Shell cuts 6500 jobs and slashes spending on prolonged oil downturn

By Rakteem Katakey
Updated July 31 2015 - 7:08am, first published 6:36am

Royal Dutch Shell said it's preparing for a "prolonged downturn" by cutting thousands of jobs and slashing billions of dollars in investments over the next two years. The shares gained the most in more than seven months.

The current downturn in oil prices could last for several years, the company said Thursday, compared with a forecast in April that prices would return to $US90 by 2018. Shell is cutting 6500 jobs this year and plans to reduce capital investment by $US7 billion ($9.6 billion), it said in a statement.

Shell joins rival oil giants BP and Chevron in cutting costs as the world's biggest oil producers grapple with a 50 per cent slump in crude prices in the past year.
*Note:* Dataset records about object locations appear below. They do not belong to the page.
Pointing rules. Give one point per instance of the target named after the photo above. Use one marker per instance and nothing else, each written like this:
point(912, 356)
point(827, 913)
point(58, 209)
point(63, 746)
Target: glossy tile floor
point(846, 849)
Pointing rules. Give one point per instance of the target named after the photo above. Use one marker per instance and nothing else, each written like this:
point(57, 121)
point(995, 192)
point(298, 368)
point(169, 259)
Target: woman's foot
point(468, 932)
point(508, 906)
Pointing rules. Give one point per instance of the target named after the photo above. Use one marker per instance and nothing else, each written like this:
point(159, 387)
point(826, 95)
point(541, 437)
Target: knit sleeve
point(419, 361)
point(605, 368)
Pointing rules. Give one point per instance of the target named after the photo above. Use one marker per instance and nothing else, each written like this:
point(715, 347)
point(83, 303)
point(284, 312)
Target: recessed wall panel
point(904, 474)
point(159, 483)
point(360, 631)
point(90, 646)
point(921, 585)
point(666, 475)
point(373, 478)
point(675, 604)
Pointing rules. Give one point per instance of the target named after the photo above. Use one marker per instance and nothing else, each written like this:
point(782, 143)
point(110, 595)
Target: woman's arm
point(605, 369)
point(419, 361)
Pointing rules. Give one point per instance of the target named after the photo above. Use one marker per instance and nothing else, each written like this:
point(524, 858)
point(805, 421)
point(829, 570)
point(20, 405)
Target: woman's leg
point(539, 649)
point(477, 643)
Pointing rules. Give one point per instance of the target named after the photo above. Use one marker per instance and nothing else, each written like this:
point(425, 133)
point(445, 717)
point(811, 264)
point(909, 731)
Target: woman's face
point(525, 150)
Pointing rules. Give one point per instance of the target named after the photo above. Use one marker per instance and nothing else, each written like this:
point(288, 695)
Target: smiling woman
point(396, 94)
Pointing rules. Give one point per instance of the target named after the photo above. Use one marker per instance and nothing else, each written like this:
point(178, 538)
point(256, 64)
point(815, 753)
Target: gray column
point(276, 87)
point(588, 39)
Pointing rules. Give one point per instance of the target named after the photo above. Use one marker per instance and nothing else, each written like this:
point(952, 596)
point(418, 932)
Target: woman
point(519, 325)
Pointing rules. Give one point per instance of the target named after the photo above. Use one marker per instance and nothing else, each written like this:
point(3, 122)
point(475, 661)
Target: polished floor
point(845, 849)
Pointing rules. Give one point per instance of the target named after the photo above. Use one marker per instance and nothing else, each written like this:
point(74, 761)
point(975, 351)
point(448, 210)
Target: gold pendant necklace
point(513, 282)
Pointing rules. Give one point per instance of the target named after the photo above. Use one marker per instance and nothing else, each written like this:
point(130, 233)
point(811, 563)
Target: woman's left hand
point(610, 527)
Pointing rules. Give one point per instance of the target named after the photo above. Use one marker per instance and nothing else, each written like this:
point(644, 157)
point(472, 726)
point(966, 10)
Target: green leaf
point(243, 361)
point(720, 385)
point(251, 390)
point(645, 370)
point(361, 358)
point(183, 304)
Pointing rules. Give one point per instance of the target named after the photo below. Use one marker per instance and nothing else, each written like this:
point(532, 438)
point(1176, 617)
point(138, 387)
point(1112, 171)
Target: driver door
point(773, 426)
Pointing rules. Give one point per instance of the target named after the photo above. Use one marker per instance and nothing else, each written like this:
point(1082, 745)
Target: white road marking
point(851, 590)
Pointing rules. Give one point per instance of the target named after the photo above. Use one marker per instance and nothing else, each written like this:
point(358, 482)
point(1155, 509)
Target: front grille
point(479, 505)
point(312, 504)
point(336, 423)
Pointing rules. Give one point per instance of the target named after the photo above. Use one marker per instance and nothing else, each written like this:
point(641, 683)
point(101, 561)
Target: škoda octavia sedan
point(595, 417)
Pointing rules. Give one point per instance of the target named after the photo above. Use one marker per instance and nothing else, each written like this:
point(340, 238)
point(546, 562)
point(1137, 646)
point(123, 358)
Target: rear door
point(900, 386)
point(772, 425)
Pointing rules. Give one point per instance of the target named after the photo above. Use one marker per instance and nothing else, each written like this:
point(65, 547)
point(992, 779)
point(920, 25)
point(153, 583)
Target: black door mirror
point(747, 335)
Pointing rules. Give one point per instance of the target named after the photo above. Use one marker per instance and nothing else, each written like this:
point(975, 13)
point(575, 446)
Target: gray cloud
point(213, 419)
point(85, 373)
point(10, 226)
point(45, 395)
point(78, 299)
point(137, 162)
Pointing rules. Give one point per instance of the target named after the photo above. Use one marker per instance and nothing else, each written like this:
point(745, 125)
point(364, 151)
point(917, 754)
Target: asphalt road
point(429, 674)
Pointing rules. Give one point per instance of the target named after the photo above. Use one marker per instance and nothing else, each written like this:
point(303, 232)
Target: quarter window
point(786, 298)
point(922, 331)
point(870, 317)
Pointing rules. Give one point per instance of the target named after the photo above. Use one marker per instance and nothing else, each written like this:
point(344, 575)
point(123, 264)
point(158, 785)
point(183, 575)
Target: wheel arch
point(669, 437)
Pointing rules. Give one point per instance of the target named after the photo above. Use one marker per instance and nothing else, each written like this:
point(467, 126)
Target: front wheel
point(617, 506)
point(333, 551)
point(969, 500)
They are reducing jobs, deferring projects and selling assets to strengthen their balance sheets and maintain dividend payouts.

"Shell is highlighting the lower for longer oil price scenario and setting up their business to deal with that," said Aneek Haq, head of oil and gas at Exane BNP Paribas in London. "They've now gone further than their peers on cost cuts in this scenario."

The company's B shares, the most widely traded, rose 4.7 per cent, the biggest gain since December. The stock has dropped 17 per cent this year.